Socialism in North Dakota

Posting this because, though everyone has heard of the state bank of North Dakota, you might know about the state owned flour mill. Even Republicans in ND seem to be inclined to not mess with success. I find it puzzling that at the national level they want to privatize everything, but not in their own state. I mean, Social Security is every bit as much a success as their state bank and mill.

http://www.nationofchange.org/2015/04/13/one-of-americas-reddest-states-embraced-socialism-to-fight-robber-barons-and-bankers-heres-why-they-arent-looking-back/

North Dakota’s grain farmers had had enough of out-of-state elevator men and railroad bosses shorting them on their grain, and were fed up with out-of-state bankers from Minneapolis/St. Paul charging them hefty interest rates. In 1915, A.C. Townley led the organization of the Non-Partisan League (NPL), with the goal of taking over North Dakota’s economy through publicly-owned industries. Within a year of formation, the NPL recruited over 26,000 members. By 1918, the NPL’s engaged membership mobilized for a huge electoral victory – electing a governor, and majorities in the state house of representatives, the state senate, and the state supreme court.

In 1919, the NPL-dominated government passed three major reforms: one that formed an industrial commission to run state-owned industries, and two other bills that created those industries. The Bank of North Dakota (BND) Act created the nation’s first state-owned bank and the publicly-owned North Dakota Mill and elevator. The third bill provided the initial financing for both the bank and the mill. All three bills were introduced and signed into law within a month’s time.

The North Dakota Mill opened in 1922, and since then, it’s grown to become the largest grain mill in the U.S., providing 135 stable jobs and producing 3.8 million pounds of flour every day. In 2014, the mill delivered its second-largest profit ever at $13.3 million. In the last 43 years, the mill has produced $155.6 million in profits — $87 million of which has gone right back to the state of North Dakota to be reinvested in public infrastructure. A $27 million expansion of the mill will be complete by Fall of 2015, which will likely increase its capacity for both profit and state reinvestment.
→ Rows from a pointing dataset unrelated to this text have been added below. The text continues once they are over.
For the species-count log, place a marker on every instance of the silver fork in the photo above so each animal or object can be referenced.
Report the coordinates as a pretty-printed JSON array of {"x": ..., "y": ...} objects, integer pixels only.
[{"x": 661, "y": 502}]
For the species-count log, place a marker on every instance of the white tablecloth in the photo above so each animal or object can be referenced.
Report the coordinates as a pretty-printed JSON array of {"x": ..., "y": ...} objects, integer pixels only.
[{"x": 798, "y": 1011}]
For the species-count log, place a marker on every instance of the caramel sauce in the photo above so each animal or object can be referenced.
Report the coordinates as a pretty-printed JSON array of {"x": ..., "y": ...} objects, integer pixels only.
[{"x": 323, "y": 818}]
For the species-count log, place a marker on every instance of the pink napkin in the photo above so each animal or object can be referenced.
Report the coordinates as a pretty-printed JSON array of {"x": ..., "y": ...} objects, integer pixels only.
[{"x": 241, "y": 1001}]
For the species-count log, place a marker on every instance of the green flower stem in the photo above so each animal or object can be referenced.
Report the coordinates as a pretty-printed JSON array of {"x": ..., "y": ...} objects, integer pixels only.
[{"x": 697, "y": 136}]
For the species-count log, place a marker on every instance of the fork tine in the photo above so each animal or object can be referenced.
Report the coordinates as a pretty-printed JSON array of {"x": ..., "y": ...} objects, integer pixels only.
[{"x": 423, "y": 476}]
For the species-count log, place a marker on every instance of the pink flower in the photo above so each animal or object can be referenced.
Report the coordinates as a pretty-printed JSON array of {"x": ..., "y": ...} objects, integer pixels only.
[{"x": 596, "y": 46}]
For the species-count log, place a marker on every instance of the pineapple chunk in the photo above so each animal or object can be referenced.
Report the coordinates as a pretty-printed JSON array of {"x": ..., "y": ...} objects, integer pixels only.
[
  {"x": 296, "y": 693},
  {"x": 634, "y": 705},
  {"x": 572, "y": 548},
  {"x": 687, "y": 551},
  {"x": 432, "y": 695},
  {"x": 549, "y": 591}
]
The BND, by design, would house the state’s tax revenues and reinvest it into developing public infrastructure. The bank was also designed to provide affordable loans with low interest rates to homeowners and farmers. While the BND first struggled to sell the first load of bonds required to provide loans, suffered greatly from the Great Depression, and was almost privatized in the 1980s when the rest of the country was swept up in deregulation fever, the BND remains a staple institution today. The bank didn’t engage in the risky derivatives trading that crashed the rest of the financial sector in the late 2000s, and its executives are state employees that earn a respectable but not excessive salary, and are thus not incentivized to make high-risk bets with deposits to enrich themselves.The results of North Dakota’s experiment are clear: socializing a state’s key industry and chartering a state-owned bank are great for a state’s economy and its citizens. By cutting out profit-driven middlemen and simply focusing on delivering a product to citizens who need it, states could become industrial titans of the commons, creating jobs and additional tax revenue to provide even better public services and infrastructure. If North Dakota can do it, so can we.